MIT just pulled the plug on its Diversity, Equity, and Inclusion office, signaling a seismic shift in academia’s woke landscape. President Sally Kornbluth’s decision, driven by a faculty assessment, lands as the Trump administration turns up the heat on such programs nationwide.
The New York Post reported that following a review by senior faculty, MIT shuttered its DEI office, while the Trump administration expanded a civil rights probe into the university for alleged racial discrimination and antisemitic harassment.
This move dovetails with President Trump’s executive orders earlier this year, which yanked federal support for DEI initiatives. The timing couldn’t be sharper.
In December 2023, Kornbluth faced a congressional grilling alongside Harvard’s Claudine Gay and Penn’s Liz Magill over antisemitic harassment post-Hamas’ October 7 attack on Israel.
Gay and Magill didn’t survive the fallout, stepping down soon after. MIT’s DEI closure suggests Kornbluth is reading the room better than her peers.
Trump’s orders didn’t just target DEI; they slashed federal funding, costing MIT up to $35 million in NIH and Department of Energy grants. This financial hit forced MIT to trim 100 graduate student spots for 2025-26, an 8% cut from this year. The ivory tower’s feeling the pinch.
“Students must be assessed according to merit and accomplishment, not prejudged by the color of their skin,” said Linda McMahon, echoing the administration’s push for colorblind meritocracy.
Meanwhile, MIT’s joined legal battles against Trump’s grant cuts, but closing the DEI office shows they’re picking their fights. Smart move, or too little, too late?

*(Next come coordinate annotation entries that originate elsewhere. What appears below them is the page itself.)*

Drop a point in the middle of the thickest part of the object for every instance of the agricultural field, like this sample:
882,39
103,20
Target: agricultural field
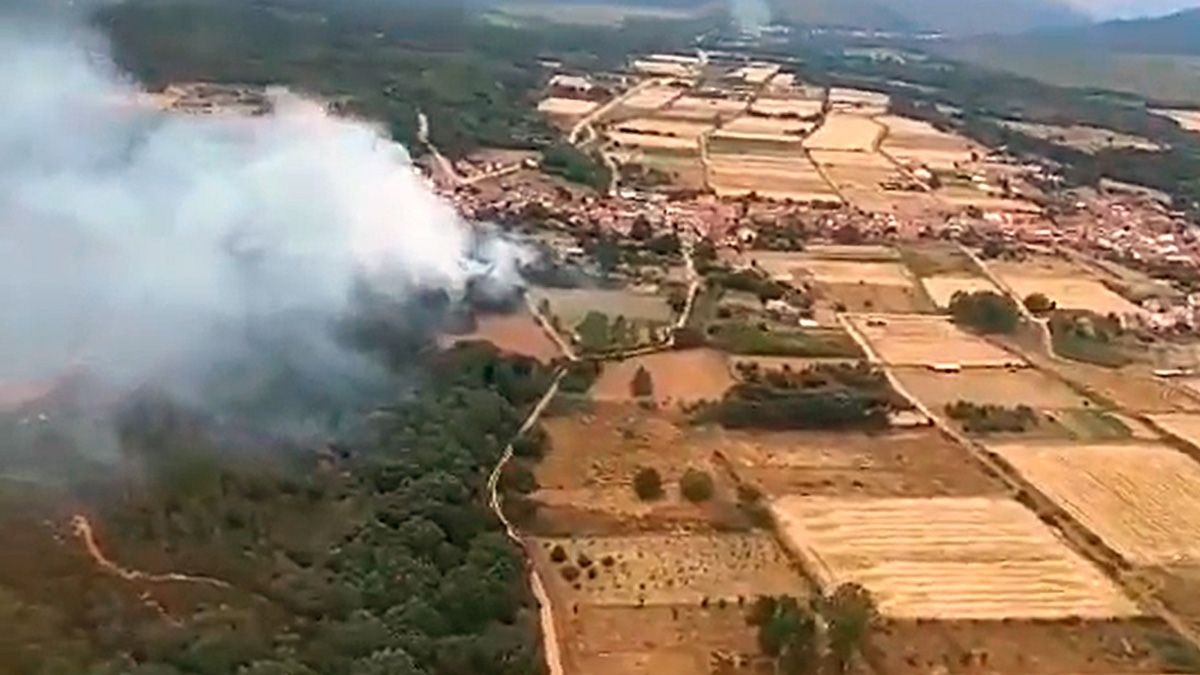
1143,500
919,143
996,387
658,640
910,463
802,108
948,559
1063,282
941,288
1083,137
705,109
586,477
847,133
780,178
678,377
515,334
929,341
670,568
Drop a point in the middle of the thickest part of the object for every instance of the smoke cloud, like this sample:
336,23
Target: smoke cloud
151,246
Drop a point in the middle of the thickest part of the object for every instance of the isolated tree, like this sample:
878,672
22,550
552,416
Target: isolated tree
642,384
850,613
696,485
648,484
1038,303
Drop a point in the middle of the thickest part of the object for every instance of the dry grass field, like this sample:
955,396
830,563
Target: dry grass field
999,387
573,304
919,143
1072,287
1083,137
948,559
846,132
679,377
670,568
515,334
915,463
768,177
657,640
1143,500
791,107
942,287
927,341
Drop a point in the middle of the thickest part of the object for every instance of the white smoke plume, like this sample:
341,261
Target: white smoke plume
135,240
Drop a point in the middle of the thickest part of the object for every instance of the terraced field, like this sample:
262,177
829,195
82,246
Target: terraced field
947,559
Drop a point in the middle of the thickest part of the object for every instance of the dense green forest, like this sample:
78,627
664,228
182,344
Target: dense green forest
378,556
475,79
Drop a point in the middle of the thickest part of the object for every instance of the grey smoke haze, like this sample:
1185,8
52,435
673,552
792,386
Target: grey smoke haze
137,242
750,15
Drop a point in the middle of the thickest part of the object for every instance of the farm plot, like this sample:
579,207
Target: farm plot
670,569
657,640
941,288
515,334
798,108
678,377
1143,500
701,108
912,463
947,559
919,143
846,132
996,387
929,341
1073,288
768,177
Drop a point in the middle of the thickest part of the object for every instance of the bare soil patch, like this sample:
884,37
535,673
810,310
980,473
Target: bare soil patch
997,387
948,557
1141,499
917,463
927,341
669,569
679,377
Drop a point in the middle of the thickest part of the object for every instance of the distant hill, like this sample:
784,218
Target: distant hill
1156,58
952,17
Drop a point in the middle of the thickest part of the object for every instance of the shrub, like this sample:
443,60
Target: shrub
696,485
648,484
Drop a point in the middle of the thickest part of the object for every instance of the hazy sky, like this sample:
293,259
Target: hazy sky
1128,9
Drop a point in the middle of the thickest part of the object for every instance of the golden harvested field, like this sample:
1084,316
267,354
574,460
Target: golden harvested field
679,377
948,559
651,99
846,132
791,107
942,287
999,387
917,142
1141,499
573,304
1182,425
655,640
768,177
1073,288
928,340
912,463
516,334
567,107
663,126
700,108
787,130
671,569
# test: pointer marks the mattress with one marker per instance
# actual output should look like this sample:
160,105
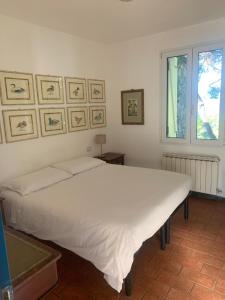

Harvard, by contrast, doubled down on DEI and paid dearly, losing over $3 billion in federal funding. The Trump administration’s legal showdown with Harvard underscores a broader message: resist, and you’ll bleed. MIT’s pivot suggests they’d rather adapt than hemorrhage.
“MIT is in the talent business,” Kornbluth declared, insisting the university must attract diverse talent while ensuring everyone feels “welcome and supported.” Nice sentiment, but when DEI offices become lightning rods for division, scrapping them might actually foster unity. Or so the logic goes.
The Title VI probe into MIT, deepened in March, zeroed in on antisemitic harassment and sex discrimination.
Kornbluth’s closure of the DEI office could be a preemptive strike to clean house before federal investigators do it for her. Nobody wants to be Harvard right now.
“While students ‘have been pained by chants and recent demonstrations,’ MIT has a responsibility to ‘ensure that we protect speech and viewpoint diversity for everyone,’” Kornbluth said. She’s threading a needle—defending free speech while dodging the chaos that sank her peers. Bold, but will it work?
“Meeting those goals is challenging and the results can be terribly uncomfortable,” Kornbluth added, acknowledging the tightrope of campus discourse.
Yet, discomfort is the crucible where ideas are tested, not silenced. DEI’s focus on group identity often stifles that process.
“Those who want us to shut down protest language are in effect, arguing for a speech code,” Kornbluth warned, rejecting calls to censor campus protests. She’s right—speech codes are a slippery slope, but so is letting divisive ideologies fester unchecked. MIT’s DEI closure might just cut that Gordian knot.
Harvard’s Claudine Gay, when pressed on antisemitism, famously said, “It depends on the context.” That vagueness cost her dearly, proving clarity matters more than platitudes. MIT’s decisive action suggests they’re not banking on “context” to save them.
MIT’s DEI office is gone, but Kornbluth’s still preaching inclusion, claiming it’s essential for talent to thrive. Without the bureaucratic baggage, though, maybe MIT can focus on merit over mandates.